Pour être sincère, j’aimerais que mes chansons puissent porter à croire en l’homme et à son évolution possible.

J’entends souvent dire que la chanson ne change pas la face du monde.

Non certes, pas à elle seule, mais elle s’inscrit dans un tout et participe à sa manière à l’évolution du monde.

Si rien n’est ultimement important, rien n’est anodin, non plus. Si elle n’a jamais empêché une guerre de se déclencher, elle a peut-être un jour et quelque part dissuadé un jeune de se suicider. En tout cas je me plais à le croire….

Si mes chansons peuvent amener une réflexion alors tant mieux, si elles peuvent tout autant qu’un livre, qu’une toile, ou une rencontre élargir la conscience, alors j’ai tout lieu déjà de m’en réjouir.

Je ne suis pas là uniquement pour faire passer un bon moment et être un baume éphémère au désespoir ambiant. D’autres le font bien mieux que moi.

J’ai juste à devenir ce que je suis et à en témoigner du mieux que je peux.

Quel regard poses-tu sur la chanson française actuelle, son évolution, son avenir ?

Je n’ai pas une position tranchée sur la question.
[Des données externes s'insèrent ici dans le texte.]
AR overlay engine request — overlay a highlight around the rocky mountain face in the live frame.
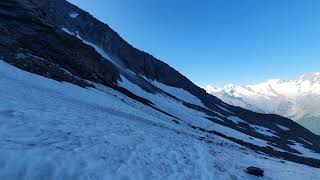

J’écoute la jeune génération et je découvre de bien belles choses (Jeanne Garreau, Matthieu Bouchet, Manu Galure, Stéphane Cadet, Olivier Gil, Frédéric Bobin, Laurent Berger, Karim Gharbi(Belge), Nicolas Freyssinet, Pierre Lapointe(Canada),Clément Bertrand, François Gaillard, et bien d’autres encore.

Ceci dit, et ça ne va pas à l’encontre de leur talent, je garde une affection profonde pour les grands classiques (Brel, Brassens, Barbara, Ferré, Ferrat, Nougaro,….).

Sans oublier G Lafaille, Forcioli, Allain leprest…….

J’aime découvrir des univers singuliers.

C’est le cas pour moi par exemple avec Pierre Lapointe, que j’ai ré écouté il y a peu et qui non seulement propose un monde surprenant mais qui est aussi capable d’investir les chansons des autres de façon personnelle et touchante à la fois.

Pour parler du paysage de la chanson en France, je suis impressionné de découvrir autant de chanteurs ou chanteuses, autant de monde à vouloir s’exprimer et dire des choses….

C’est une bonne chose sans doute et en même temps j’ai l’impression que les programmateurs sont saturés de demandes et finissent par y perdre leur latin.

J’ai vu que le Limonaire à Paris croule sous les démos à écouter et se voit obligé de suspendre pendant trois mois la réception de nouvelles maquettes.

J’entends aussi des programmateurs évoquer l’agressivité et l’arrogance de certains artistes dans leurs prospections.

Je pense qu’au-delà de cette frénésie il y a un espace à découvrir et à inventer et que si l’on est pleinement engagé envers soi alors des espaces peuvent s’ouvrir.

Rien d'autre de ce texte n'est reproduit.